Another memorable episode, documented in the Librarian’s Report of 1950, was “Operation Harmac,” the cataloguing of the personal library of lumber baron and UBC Library benefactor H.R. MacMillan (HAR-vey MAC-Millan). There were some 2000 books, many of which Mr. MacMillan had promised to the library. The project required Jefferd and three other cataloguers – practically the entire Catalogue Division, complete with typewriters, catalogue-card stock, and the library’s 170-volume set of the Library of Congress catalogue – to work at the MacMillan residence for more than three weeks.

Jefferd accepted a copy of Cab Calloway’s Hepsters Dictionary on behalf of the library, admitting that while she was not familiar with “jive talk” she looked forward to learning new expressions like “kicking the gong around” and “square.”

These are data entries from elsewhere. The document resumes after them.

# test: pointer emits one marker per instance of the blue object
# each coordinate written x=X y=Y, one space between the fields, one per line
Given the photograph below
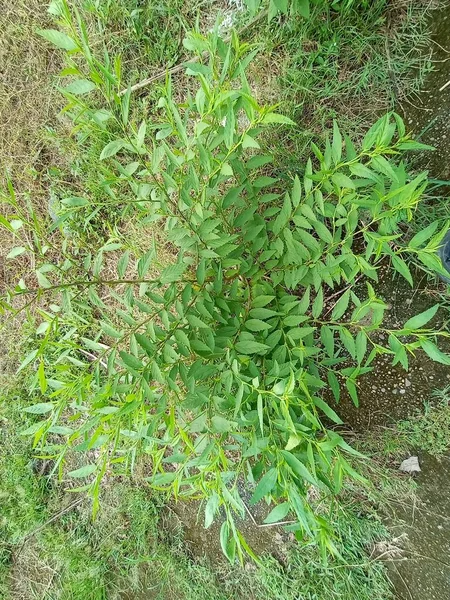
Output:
x=444 y=255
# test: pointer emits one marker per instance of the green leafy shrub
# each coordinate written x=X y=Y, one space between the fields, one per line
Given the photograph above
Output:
x=216 y=368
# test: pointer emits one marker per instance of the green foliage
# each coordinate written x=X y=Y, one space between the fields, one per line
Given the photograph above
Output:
x=216 y=368
x=302 y=7
x=125 y=551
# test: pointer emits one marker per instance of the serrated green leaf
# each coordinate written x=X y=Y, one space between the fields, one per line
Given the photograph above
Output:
x=111 y=149
x=278 y=513
x=130 y=361
x=39 y=409
x=257 y=325
x=250 y=347
x=82 y=471
x=341 y=306
x=265 y=485
x=401 y=267
x=298 y=467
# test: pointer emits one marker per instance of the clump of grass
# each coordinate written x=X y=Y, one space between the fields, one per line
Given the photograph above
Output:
x=127 y=553
x=429 y=430
x=349 y=65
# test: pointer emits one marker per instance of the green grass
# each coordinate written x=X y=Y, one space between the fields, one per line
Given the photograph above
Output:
x=428 y=430
x=128 y=551
x=319 y=69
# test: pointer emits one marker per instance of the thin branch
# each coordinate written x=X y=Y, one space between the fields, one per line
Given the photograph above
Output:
x=177 y=68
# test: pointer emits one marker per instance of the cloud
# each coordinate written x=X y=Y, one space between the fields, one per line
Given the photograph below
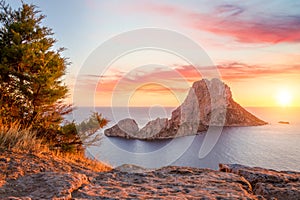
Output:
x=180 y=77
x=238 y=71
x=234 y=21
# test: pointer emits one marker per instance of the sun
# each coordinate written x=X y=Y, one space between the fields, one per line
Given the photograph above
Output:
x=284 y=98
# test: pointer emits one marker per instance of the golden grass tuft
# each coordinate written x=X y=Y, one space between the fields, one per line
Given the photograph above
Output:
x=13 y=138
x=81 y=160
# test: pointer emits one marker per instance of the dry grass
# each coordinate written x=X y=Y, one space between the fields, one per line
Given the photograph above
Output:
x=82 y=160
x=13 y=138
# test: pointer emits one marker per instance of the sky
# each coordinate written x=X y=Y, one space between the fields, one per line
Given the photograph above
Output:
x=253 y=45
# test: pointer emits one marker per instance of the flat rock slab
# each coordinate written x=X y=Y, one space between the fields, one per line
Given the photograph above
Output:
x=269 y=183
x=166 y=183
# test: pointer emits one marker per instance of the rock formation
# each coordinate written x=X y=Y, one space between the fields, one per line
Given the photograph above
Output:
x=208 y=103
x=29 y=176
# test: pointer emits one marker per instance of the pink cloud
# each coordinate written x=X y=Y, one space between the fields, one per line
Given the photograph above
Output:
x=230 y=20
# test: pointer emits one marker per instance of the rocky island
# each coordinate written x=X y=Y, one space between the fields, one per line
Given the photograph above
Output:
x=208 y=103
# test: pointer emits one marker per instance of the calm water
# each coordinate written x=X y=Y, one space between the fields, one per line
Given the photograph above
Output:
x=275 y=145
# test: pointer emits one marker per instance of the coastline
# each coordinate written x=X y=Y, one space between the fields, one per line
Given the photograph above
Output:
x=24 y=174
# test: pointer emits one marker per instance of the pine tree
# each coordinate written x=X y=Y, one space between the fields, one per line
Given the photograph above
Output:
x=31 y=81
x=31 y=71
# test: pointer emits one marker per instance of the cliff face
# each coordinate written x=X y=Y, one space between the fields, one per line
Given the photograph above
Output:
x=208 y=103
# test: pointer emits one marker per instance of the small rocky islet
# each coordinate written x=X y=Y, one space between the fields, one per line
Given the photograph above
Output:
x=31 y=176
x=43 y=176
x=208 y=103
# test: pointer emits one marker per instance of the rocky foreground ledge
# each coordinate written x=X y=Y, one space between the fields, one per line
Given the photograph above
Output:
x=27 y=176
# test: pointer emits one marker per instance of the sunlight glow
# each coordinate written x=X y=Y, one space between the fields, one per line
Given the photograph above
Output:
x=284 y=98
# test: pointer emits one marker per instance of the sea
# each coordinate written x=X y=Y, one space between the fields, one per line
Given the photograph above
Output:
x=273 y=146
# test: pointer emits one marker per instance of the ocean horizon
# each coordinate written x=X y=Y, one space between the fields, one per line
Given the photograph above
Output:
x=272 y=146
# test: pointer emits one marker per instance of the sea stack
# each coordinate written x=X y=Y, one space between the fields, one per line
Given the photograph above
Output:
x=208 y=103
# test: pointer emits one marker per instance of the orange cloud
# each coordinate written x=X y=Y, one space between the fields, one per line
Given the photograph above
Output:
x=233 y=21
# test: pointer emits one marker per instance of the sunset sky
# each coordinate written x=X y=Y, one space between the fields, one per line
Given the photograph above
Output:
x=255 y=45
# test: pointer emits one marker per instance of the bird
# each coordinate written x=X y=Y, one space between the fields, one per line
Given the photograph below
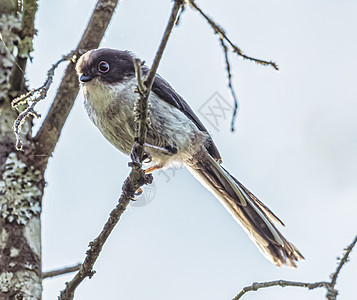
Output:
x=175 y=137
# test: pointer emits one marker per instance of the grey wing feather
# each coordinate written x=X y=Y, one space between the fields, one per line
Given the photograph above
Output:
x=168 y=94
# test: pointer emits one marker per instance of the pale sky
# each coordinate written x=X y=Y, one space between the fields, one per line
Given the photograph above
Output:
x=295 y=148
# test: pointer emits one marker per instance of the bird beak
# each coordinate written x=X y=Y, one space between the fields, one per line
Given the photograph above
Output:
x=85 y=78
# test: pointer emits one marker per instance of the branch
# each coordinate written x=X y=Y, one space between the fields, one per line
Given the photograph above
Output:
x=50 y=131
x=230 y=85
x=17 y=80
x=282 y=283
x=137 y=176
x=224 y=38
x=145 y=87
x=61 y=271
x=344 y=260
x=32 y=98
x=219 y=30
x=329 y=286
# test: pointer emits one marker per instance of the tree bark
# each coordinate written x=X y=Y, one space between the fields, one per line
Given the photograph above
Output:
x=21 y=184
x=22 y=172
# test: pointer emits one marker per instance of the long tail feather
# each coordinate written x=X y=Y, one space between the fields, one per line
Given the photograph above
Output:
x=255 y=218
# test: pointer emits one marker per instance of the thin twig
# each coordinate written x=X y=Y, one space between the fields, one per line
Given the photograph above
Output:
x=219 y=30
x=344 y=260
x=17 y=80
x=224 y=38
x=329 y=286
x=282 y=283
x=61 y=271
x=32 y=98
x=137 y=176
x=135 y=180
x=230 y=85
x=144 y=91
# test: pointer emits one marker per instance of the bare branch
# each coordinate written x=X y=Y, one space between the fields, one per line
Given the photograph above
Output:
x=144 y=91
x=230 y=85
x=150 y=79
x=61 y=271
x=50 y=131
x=17 y=80
x=32 y=98
x=283 y=283
x=137 y=176
x=329 y=286
x=219 y=30
x=344 y=260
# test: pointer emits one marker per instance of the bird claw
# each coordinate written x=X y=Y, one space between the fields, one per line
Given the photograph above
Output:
x=147 y=157
x=139 y=192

After her retirement as head of the Catalogue Division in 1954, Jefferd went on a three-month trip to Italy, France, and England. Her expertise was so valued by the library, however, that upon her return she was quickly re-hired as senior cataloguer for another three years. After her final retirement, the University Senate paid her this tribute:

... Miss Jefferd joined the Library staff in January, 1915, before the Library had any books and, indeed, before the opening of the University.

Dorothy Jefferd's record of accomplishment has spanned the whole history of the University Library. She has seen it develop, and in no small measure helped it develop, from a “box of books” into a great academic institution. Her skill and devotion have made an important contribution to the growth of the University.

In 1961 Jefferd and her brother established the Dorothy M. Jefferd Scholarship, offered to students entering the School of Librarianship. An award of $200 was given annually to a student with outstanding qualifications for success in the field of librarianship. Another monetary tribute was later offered by H.R. MacMillan, in appreciation of her contributions: $500 towards a collection of biographies relating to World War I, a topic chosen by her.

Even during the numerous illnesses of her later years, Dorothy Jefferd continued her interest and involvement in cultural pursuits. Anne Smith recalled, “I have never heard her complain. The other day when she was looking at the current programme of the [Vancouver] Playhouse, she asked me to bring her Turgenev's A Month in the Country to re-read. But there was no grumbling because she couldn't see the performance.” She died in 1971.

Dorothy Jefferd and Lionel Haweis differed in many ways from each other. However, they shared a dedication to the library and through their work made important contributions to the development of the university. In addition, their friendships with staff and students, and their support for the artistic ambitions of their community, helped make UBC the cultural centre that it is today.